Garbage collection was also impacted adversely with the collector kicking off more frequently than we'd normally see. We realized quickly that the garbage collection logs were indicating garbage collection issues that were not easily traceable to typical heap size issues or memory leaks of our own classes. Running the highly useful jcmd against the JVM process with jcmd <pid> GC.class_histogram helped us to see the underlying culprit quickly. That class histogram showed enough instances of java.lang.ref.Finalizer to warrant it being listed third from the top. Because that class is typically quite a bit further down the class histogram, I don't even typically see it or think about it. When we realized that three more of the the top eight instances depicted in the class histogram were three classes from the third-party library and they they implemented finalize() methods, we were able to explain the behavior and lay blame on the finalizers (four of the top eight classes in the histogram made it a pretty safe accusation).

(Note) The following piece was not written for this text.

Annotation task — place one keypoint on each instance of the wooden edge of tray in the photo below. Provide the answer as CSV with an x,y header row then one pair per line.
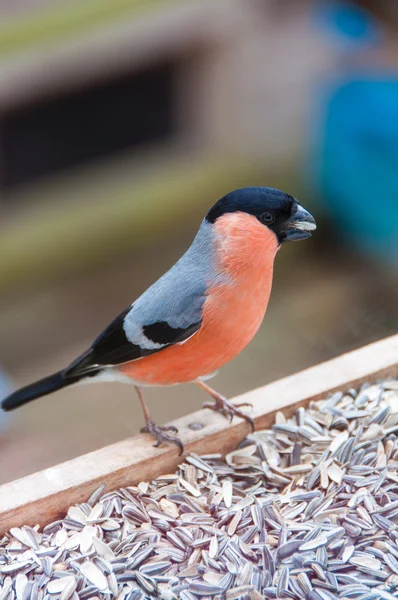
x,y
46,495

The Java Language Specification provides several details related to Java finalizers in Section 12.6 ("Finalization of Class Instances"). The section begins by describing Java finalizers: "The particular definition of finalize() that can be invoked for an object is called the finalizer of that object. Before the storage for an object is reclaimed by the garbage collector, the Java Virtual Machine will invoke the finalizer of that object." Some of the intentionally indeterminate characteristics of Java finalizers described in this section of the Java Language Specification are quoted here (I have added any emphasis):

  • "The Java programming language does not specify how soon a finalizer will be invoked."
  • "The Java programming language does not specify which thread will invoke the finalizer for any given object."
  • "Finalizers may be called in any order, or even concurrently."
  • "If an uncaught exception is thrown during the finalization, the exception is ignored and finalization of that object terminates."

I found myself enjoying working with the team that resolved this issue because I was able to experience in "real life" what I had only read about and knew about in an "academic" sense. It is always satisfying to apply a favorite tool (such as jcmd) and to apply previous experiences (such as recognizing what looked out of place in the jcmd class histogram) to resolve a new issue.